Stefan Zweig'ın yazmış olduğu 'Kızıl' kitabında, yazarın diğer eserlerinde olduğu gibi yine psikolojik sıkıntılar yaşayan bir karakter üzerinde duruluyor.
Berger hayatı boyunca kendini güçsüz, zavallı, dışlanmış, acınası bir çocuk gibi gören bir genç bir adam. Tıp eğitimi almak üzere tek başına Viyanada yaşmaya başlıyor. Başlarda arkadaş edinmeye çalışıp, kendini kanıtlamaya çalışıyor ancak yeni çevresine bir türlü uyum sağlayamıyor ve zamanla bunalıma giriyor. Okuldan tamamen kopan genç adam, sadece çevresindeki insanları inceleyip, yalnız takılmaya başlıyor. Bir gün ev sahibinin küçük kızının 'kızıl' hastalığına yakalandığını öğreniyor ve bu durum ona umulmadık bir anda 'yaşamının yitirdiği anlamını ve hedefini bulmasını' sağlıyor. (Eğitimine devam edip, doktor olmak ve insanlara yardım edebilmek istiyor). Küçük kız iyileşmeye başlarken, kıza karşı duygularıda oluşuyor (burası biraz rahatsız ediciydi kız 13 yaşında!). Kız iyileşti, Berger eğitimine geri dönecek, mutlu olacak derken; 'kızıl/ölüm' yeni başlayan bir yaşamı bitiriyor... Yazarın tarzını artık bildiğim için bu son beni hiiiç şaşırtmadı.

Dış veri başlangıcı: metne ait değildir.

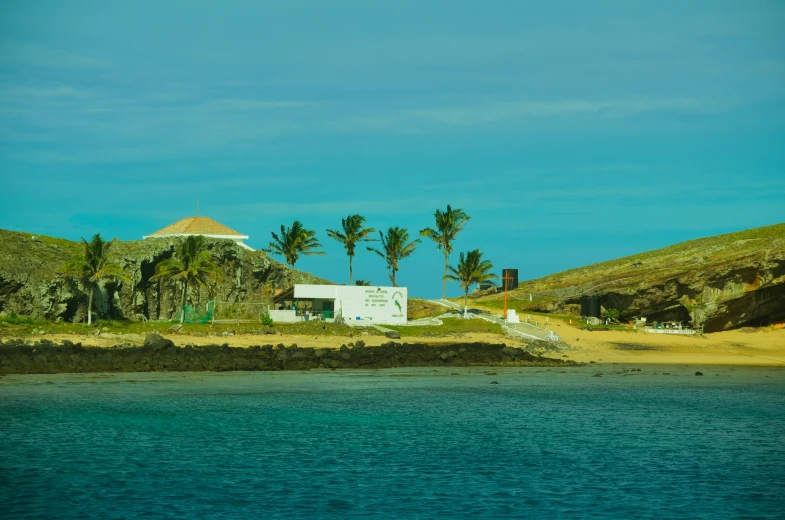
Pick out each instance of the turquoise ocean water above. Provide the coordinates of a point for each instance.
(407, 443)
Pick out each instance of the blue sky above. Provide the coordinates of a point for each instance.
(571, 132)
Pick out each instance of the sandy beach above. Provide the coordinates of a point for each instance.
(763, 347)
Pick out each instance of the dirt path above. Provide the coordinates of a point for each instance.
(738, 347)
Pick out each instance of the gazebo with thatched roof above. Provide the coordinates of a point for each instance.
(200, 226)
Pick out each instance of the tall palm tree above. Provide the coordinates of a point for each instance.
(448, 224)
(471, 269)
(394, 249)
(353, 232)
(192, 265)
(293, 242)
(93, 266)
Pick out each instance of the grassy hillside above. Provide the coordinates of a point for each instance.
(708, 262)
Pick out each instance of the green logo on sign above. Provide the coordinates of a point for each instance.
(397, 297)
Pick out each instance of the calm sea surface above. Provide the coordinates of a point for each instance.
(407, 443)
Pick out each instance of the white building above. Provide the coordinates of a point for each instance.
(200, 226)
(356, 305)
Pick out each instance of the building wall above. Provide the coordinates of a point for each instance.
(380, 305)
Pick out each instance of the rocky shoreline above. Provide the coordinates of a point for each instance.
(162, 355)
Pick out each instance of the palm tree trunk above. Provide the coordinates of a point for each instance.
(182, 315)
(444, 278)
(90, 306)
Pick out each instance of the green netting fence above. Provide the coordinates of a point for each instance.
(198, 313)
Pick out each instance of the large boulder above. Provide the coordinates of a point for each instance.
(157, 342)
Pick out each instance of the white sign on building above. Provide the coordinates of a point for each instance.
(357, 305)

Kitapta Berger karakterin duyguları, düşünceleri, psikolojisi çoook iyi yansıtılmıştı bence. Yazarın diğer eserleri gibi bu kitapta çok kısaydı, hemen bitti, okurken hiç sıkılmadım.
Kitabı okuyup okumamak size kalmış. Herkese keyifli okumalar...
----
Yaşamın elverişsiz ve zayıf olan her şeyi yok ettiğini öğrenmemiş miydi? Yaşam ona da eşit davranır ve onu sakınmazdı.